Expert on Islamic groups, al-Hadi Mohamed al-Amin said that 22 years old Rawan Kamal Zain al-Abdin was likely killed in an air attack in Iraq, pointing that her family set up a mourning tent in Al-Sajana neighborhood in Khartoum on Thursday.
Rawan, a third year dental student, was among the second group of medical students enrolled in the University of Medical Sciences and Technology (UMST) who flew from Khartoum to Istanbul to join ISIS in Syria and Iraq last year.
The group consisted of 12 students, including the daughter of a senior government official. 10 of the students carried British travel documents. The first group embraced 17 students at the medicine and pharmacy departments at the same university.

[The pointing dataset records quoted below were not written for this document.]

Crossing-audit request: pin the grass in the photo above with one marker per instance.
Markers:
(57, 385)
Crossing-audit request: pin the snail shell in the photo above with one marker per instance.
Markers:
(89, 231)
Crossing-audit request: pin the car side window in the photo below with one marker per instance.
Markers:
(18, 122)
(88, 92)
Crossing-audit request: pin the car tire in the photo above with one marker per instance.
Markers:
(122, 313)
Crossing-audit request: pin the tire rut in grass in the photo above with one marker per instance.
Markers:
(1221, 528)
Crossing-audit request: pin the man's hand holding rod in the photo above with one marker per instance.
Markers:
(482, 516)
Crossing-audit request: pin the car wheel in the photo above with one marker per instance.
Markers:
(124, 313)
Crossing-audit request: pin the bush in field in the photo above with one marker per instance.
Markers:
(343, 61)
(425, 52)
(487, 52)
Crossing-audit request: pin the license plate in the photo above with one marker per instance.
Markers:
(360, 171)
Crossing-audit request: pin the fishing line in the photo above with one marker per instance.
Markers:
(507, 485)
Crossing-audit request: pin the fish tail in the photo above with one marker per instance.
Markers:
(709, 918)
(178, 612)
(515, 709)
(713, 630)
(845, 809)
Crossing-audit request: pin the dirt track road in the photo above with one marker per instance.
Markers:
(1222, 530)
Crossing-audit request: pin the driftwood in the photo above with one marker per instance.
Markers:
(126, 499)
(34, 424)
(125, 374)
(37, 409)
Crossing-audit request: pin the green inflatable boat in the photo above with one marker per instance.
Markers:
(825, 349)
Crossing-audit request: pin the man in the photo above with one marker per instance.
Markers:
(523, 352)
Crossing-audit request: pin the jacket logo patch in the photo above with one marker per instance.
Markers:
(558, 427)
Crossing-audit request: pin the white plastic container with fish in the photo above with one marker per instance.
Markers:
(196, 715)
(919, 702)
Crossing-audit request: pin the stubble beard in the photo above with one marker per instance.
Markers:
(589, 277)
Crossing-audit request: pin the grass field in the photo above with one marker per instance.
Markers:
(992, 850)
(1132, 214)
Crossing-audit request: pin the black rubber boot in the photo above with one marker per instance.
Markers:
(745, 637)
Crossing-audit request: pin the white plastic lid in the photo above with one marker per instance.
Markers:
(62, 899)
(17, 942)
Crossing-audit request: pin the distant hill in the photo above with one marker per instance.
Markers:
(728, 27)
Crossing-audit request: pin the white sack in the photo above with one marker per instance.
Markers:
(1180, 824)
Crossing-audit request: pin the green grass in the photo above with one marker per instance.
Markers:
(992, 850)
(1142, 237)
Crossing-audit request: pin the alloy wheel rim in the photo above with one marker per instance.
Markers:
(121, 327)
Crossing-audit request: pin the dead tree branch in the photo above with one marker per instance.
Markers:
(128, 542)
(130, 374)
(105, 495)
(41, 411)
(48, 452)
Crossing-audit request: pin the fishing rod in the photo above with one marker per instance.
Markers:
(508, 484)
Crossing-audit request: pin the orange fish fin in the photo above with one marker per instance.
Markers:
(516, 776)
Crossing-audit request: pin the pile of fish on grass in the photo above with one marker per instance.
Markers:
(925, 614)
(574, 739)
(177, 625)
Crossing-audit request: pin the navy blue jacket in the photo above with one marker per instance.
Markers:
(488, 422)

Rawan travelled with her husband who, according to the sources, is believed to have survived the air attack along with her baby daughter.
According to al-Amin, the number of the UMST students who joined the ISIS reached 45. Five of them have so far been killed including Rawan, Hamza Sirar Al-Hassan, Mustafa Osman Figiri, Ayman Siddeq Abdel-Aziz and Mohamed al-Mutasim al-Kanzi.
He pointed that the total number of the Sudanese fighters within ISIS is estimated at 150 Jihadists, saying that 56 of them had travelled to join the extremist organization from countries other than Sudan.
Al-Amin added that Rawan and her family are among three Sudanese families who pledged allegiance to ISIS’ leader Abu Bakr al-Baghdadi.
The Ministry of Interior in Khartoum announced last year that about 70 Sudanese had gone to join the ISIS franchises, both in Libya and Syria.